Expectation management is raised by Faes et al., (2000), who argue that procurement synergy initiatives often fall short of management’s expectations and might even distract managerial attention, which supports the point that CEOs or presidents are sometimes less satisfied with the effectiveness of their purchasing staff and would like to see responsibilities to be more widely spread throughout the organisation than is actually the case (Deloitte, 2016). This point may be a contributor to the seemingly constant flip-flopping of trends within organisations to “Centralise” (in order to achieve synergy benefits) then de-centralise (when the procurement function is not seen as close enough to the operating units) (Nixon / KPMG, 2012).
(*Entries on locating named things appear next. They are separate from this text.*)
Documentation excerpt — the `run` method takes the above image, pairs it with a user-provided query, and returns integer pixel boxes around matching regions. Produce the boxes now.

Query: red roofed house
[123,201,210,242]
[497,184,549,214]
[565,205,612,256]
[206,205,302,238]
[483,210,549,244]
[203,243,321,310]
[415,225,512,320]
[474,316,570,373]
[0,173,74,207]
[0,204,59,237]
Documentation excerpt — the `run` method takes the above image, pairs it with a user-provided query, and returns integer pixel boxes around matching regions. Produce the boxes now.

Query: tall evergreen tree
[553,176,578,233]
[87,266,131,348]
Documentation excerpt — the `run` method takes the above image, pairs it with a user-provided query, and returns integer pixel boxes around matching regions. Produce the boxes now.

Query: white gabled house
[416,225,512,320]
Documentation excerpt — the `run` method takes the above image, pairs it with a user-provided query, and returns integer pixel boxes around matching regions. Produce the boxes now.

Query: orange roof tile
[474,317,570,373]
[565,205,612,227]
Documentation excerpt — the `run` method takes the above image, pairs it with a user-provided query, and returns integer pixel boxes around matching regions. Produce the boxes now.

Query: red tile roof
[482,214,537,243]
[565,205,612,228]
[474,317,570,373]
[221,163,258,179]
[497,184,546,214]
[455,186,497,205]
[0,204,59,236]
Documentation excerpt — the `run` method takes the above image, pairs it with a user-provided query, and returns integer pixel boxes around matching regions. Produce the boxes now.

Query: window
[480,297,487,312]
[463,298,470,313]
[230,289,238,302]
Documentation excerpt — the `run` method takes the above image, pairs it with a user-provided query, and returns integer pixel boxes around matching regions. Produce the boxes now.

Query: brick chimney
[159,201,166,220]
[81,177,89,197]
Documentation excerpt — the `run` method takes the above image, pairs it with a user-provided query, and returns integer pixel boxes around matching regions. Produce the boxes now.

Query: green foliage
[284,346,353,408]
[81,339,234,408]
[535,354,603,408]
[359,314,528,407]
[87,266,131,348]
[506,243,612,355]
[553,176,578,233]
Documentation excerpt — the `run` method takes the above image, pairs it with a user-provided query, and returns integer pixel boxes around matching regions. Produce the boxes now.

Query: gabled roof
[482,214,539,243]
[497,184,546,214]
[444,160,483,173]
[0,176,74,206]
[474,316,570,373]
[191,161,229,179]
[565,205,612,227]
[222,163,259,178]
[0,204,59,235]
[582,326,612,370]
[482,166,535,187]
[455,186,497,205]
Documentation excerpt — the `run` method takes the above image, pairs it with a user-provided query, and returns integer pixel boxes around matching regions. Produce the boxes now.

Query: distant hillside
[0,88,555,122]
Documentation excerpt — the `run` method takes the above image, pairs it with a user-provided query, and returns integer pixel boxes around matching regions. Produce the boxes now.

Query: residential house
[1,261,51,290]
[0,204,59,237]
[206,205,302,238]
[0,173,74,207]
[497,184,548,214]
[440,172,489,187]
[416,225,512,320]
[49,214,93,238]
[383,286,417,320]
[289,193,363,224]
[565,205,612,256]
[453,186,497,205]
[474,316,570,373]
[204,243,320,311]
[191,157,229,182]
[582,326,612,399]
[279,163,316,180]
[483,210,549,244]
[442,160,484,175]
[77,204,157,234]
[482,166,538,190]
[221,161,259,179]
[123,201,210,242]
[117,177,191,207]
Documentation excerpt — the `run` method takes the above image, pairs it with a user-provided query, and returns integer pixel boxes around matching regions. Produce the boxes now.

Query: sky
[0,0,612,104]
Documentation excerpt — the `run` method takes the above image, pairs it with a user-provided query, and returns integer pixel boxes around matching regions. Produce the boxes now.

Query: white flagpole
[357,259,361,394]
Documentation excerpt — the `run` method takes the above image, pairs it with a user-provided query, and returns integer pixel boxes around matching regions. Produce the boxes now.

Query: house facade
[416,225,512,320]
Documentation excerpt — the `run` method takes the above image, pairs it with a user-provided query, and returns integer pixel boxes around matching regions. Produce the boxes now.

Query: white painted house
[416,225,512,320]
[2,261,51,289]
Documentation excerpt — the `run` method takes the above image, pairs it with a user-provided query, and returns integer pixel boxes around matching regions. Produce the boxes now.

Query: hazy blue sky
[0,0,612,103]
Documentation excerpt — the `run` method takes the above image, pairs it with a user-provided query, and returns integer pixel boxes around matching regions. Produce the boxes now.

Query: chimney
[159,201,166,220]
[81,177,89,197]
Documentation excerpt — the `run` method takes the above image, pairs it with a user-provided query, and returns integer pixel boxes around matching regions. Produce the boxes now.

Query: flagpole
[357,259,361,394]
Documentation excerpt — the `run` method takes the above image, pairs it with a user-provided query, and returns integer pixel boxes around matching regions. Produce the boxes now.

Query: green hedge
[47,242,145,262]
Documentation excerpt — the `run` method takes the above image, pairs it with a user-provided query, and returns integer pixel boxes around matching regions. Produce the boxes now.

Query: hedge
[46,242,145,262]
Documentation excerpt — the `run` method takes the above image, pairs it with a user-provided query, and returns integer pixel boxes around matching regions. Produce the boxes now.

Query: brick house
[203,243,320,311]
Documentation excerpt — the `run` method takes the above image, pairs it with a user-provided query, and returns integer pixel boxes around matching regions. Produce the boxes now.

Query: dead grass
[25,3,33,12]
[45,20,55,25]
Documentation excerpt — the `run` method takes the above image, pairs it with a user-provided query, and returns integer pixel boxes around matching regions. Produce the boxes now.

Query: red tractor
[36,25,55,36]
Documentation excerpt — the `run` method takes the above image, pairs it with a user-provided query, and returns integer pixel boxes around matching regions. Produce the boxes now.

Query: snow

Brandmeier and Rupp (2010), states procurement is often demoted to order fulﬁlment, not integrated into decision-making processes and not respected cross-functionally for their expertise - a lot of procurement effort just evaporates, regardless which levers are applied. The procurement department does not belong to the “chosen few” departments where fast track careers are developed. Sales and marketing, production, research departments are considered better places to start a successful company career and learn the trade (Rupp 2010). This observation speaks volumes and could well become self-fulfilling, as if the profession is not able to attract the very best talent, then it will always struggle in the internal competition for recognition.
As can be seen from this review, the position of a poor perception has not really changed over time. There appears to be a real conflict on what “should be” the case i.e., it is obvious that there is real merit for the procurement function to be more strategic with an organisation, as compared with the current situation where there is still an issue over the perception of procurement both within and outside of the profession.